It’s getting quiet around here.

This weekend, Emma and Trevor are helping with our church’s Core Team Retreat, so just Jodi, Lily, and I, along with our Airedale Bruno, are at home. It’s a preview of our new reality beginning early next month—our youngest as an only child; we, as nearly empty-nesters.

This situation is not extraordinary. Indeed it is almost inevitable, and certainly preferable to a basement full of adult children without direction or dreams. But both Jodi and I agree that the approaching transition feels different.

* * * * *

In the wee hours of Thursday morning, our oldest son Brendan, his bride, and his two little sons left Bismarck in a plane, bound for Minneapolis, Boston, and, ultimately, Rome.
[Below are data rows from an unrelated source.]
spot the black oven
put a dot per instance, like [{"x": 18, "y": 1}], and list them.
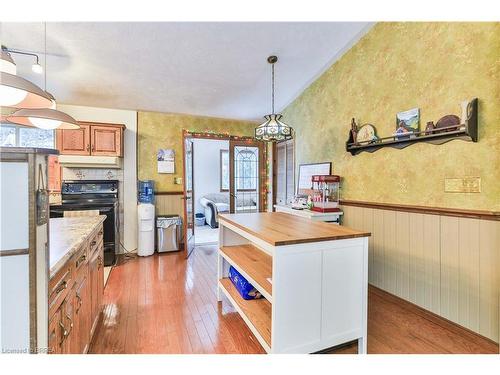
[{"x": 94, "y": 195}]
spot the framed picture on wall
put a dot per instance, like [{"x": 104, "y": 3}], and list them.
[
  {"x": 166, "y": 161},
  {"x": 306, "y": 171}
]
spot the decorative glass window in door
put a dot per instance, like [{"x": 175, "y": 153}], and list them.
[{"x": 246, "y": 178}]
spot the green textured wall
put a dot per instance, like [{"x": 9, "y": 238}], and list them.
[
  {"x": 164, "y": 130},
  {"x": 396, "y": 67}
]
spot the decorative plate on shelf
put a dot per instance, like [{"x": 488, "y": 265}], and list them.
[
  {"x": 449, "y": 123},
  {"x": 366, "y": 133}
]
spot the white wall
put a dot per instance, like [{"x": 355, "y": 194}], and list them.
[
  {"x": 129, "y": 192},
  {"x": 207, "y": 168}
]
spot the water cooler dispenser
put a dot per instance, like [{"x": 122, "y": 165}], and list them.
[{"x": 146, "y": 218}]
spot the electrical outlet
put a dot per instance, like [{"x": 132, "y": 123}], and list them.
[{"x": 462, "y": 185}]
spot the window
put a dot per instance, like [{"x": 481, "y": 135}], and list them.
[
  {"x": 285, "y": 173},
  {"x": 246, "y": 169},
  {"x": 224, "y": 170},
  {"x": 18, "y": 136}
]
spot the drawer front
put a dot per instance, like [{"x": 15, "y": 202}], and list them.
[
  {"x": 95, "y": 240},
  {"x": 59, "y": 287}
]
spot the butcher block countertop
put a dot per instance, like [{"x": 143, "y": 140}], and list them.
[
  {"x": 280, "y": 229},
  {"x": 67, "y": 235}
]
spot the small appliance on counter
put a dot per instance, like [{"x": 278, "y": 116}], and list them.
[
  {"x": 146, "y": 218},
  {"x": 325, "y": 193},
  {"x": 299, "y": 202}
]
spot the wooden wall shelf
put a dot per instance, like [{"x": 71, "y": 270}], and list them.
[{"x": 467, "y": 132}]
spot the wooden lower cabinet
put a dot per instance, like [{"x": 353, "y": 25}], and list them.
[
  {"x": 73, "y": 322},
  {"x": 96, "y": 277},
  {"x": 55, "y": 333},
  {"x": 82, "y": 316}
]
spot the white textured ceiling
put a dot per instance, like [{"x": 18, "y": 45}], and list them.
[{"x": 210, "y": 69}]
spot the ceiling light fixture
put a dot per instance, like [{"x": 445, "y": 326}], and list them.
[
  {"x": 18, "y": 92},
  {"x": 46, "y": 118},
  {"x": 273, "y": 129}
]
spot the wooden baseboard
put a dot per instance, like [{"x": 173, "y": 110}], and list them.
[{"x": 426, "y": 314}]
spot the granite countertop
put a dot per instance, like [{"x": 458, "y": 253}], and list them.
[{"x": 66, "y": 236}]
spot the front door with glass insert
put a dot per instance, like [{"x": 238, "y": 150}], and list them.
[{"x": 247, "y": 176}]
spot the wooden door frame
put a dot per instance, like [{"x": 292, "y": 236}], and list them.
[
  {"x": 184, "y": 196},
  {"x": 262, "y": 191},
  {"x": 227, "y": 137}
]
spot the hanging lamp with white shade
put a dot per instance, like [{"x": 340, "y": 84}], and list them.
[
  {"x": 47, "y": 118},
  {"x": 17, "y": 92},
  {"x": 273, "y": 129}
]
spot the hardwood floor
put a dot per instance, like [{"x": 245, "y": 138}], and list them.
[{"x": 167, "y": 304}]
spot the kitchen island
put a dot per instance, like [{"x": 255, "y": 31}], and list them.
[
  {"x": 313, "y": 277},
  {"x": 76, "y": 282}
]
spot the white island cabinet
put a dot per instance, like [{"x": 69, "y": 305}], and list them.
[{"x": 313, "y": 277}]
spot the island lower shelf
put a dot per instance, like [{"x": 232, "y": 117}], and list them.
[
  {"x": 256, "y": 313},
  {"x": 255, "y": 265}
]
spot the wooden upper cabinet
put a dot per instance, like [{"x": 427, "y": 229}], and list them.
[
  {"x": 106, "y": 140},
  {"x": 74, "y": 142},
  {"x": 97, "y": 139}
]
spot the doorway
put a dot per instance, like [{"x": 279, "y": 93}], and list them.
[{"x": 222, "y": 174}]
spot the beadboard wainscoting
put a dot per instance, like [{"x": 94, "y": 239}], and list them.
[{"x": 448, "y": 265}]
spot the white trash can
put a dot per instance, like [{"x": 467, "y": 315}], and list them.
[{"x": 146, "y": 220}]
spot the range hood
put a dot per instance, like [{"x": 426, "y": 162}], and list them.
[{"x": 78, "y": 161}]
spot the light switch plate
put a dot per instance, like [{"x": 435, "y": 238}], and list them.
[{"x": 462, "y": 185}]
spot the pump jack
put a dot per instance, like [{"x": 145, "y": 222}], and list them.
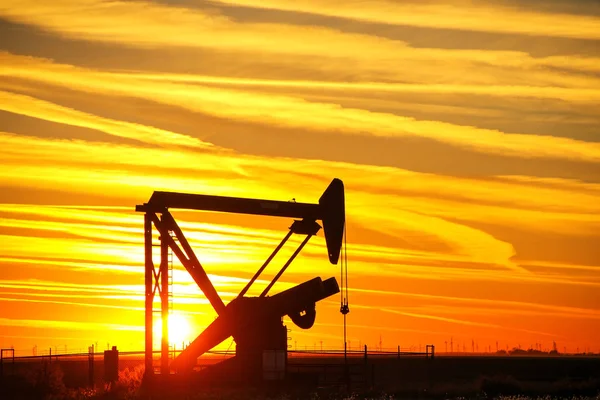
[{"x": 255, "y": 323}]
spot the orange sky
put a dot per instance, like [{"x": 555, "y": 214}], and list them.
[{"x": 467, "y": 135}]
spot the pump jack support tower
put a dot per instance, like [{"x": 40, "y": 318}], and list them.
[{"x": 254, "y": 322}]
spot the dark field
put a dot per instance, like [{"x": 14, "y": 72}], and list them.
[{"x": 321, "y": 377}]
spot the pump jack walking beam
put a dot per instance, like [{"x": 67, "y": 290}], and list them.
[{"x": 330, "y": 210}]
They arrived in the Eternal City early Friday; they will make their home in a convent apartment for 10 months out of 12 for the next two to three years as Brendan oversees Student Life for the University of Mary’s Rome campus.

We hope to visit them this spring. We didn’t travel back and forth to Bismarck often these past few years, but seeing the four of them in person just once a year—and the stark reality that an ocean and two half-continents lie between us—leaves a hollow feeling in my chest.

* * * * *

Tomorrow morning, we take our youngest son, Trevor, to Saint John Vianney Seminary (SJV) at the University of St. Thomas in Saint Paul to begin his undergraduate studies and formal discernment of priesthood. In his case, he’ll be less than an hour away, but it seems further somehow. SJV is an island of clean-cut, well-dressed young men living and praying together amid the highs and lows of life on a fairly typical college campus. The young men’s schedule is structured and rigorous; their access to technology—especially smart phones—is strictly limited; their studies are not oriented simply to a career field and a job, but to a lifelong vocational call.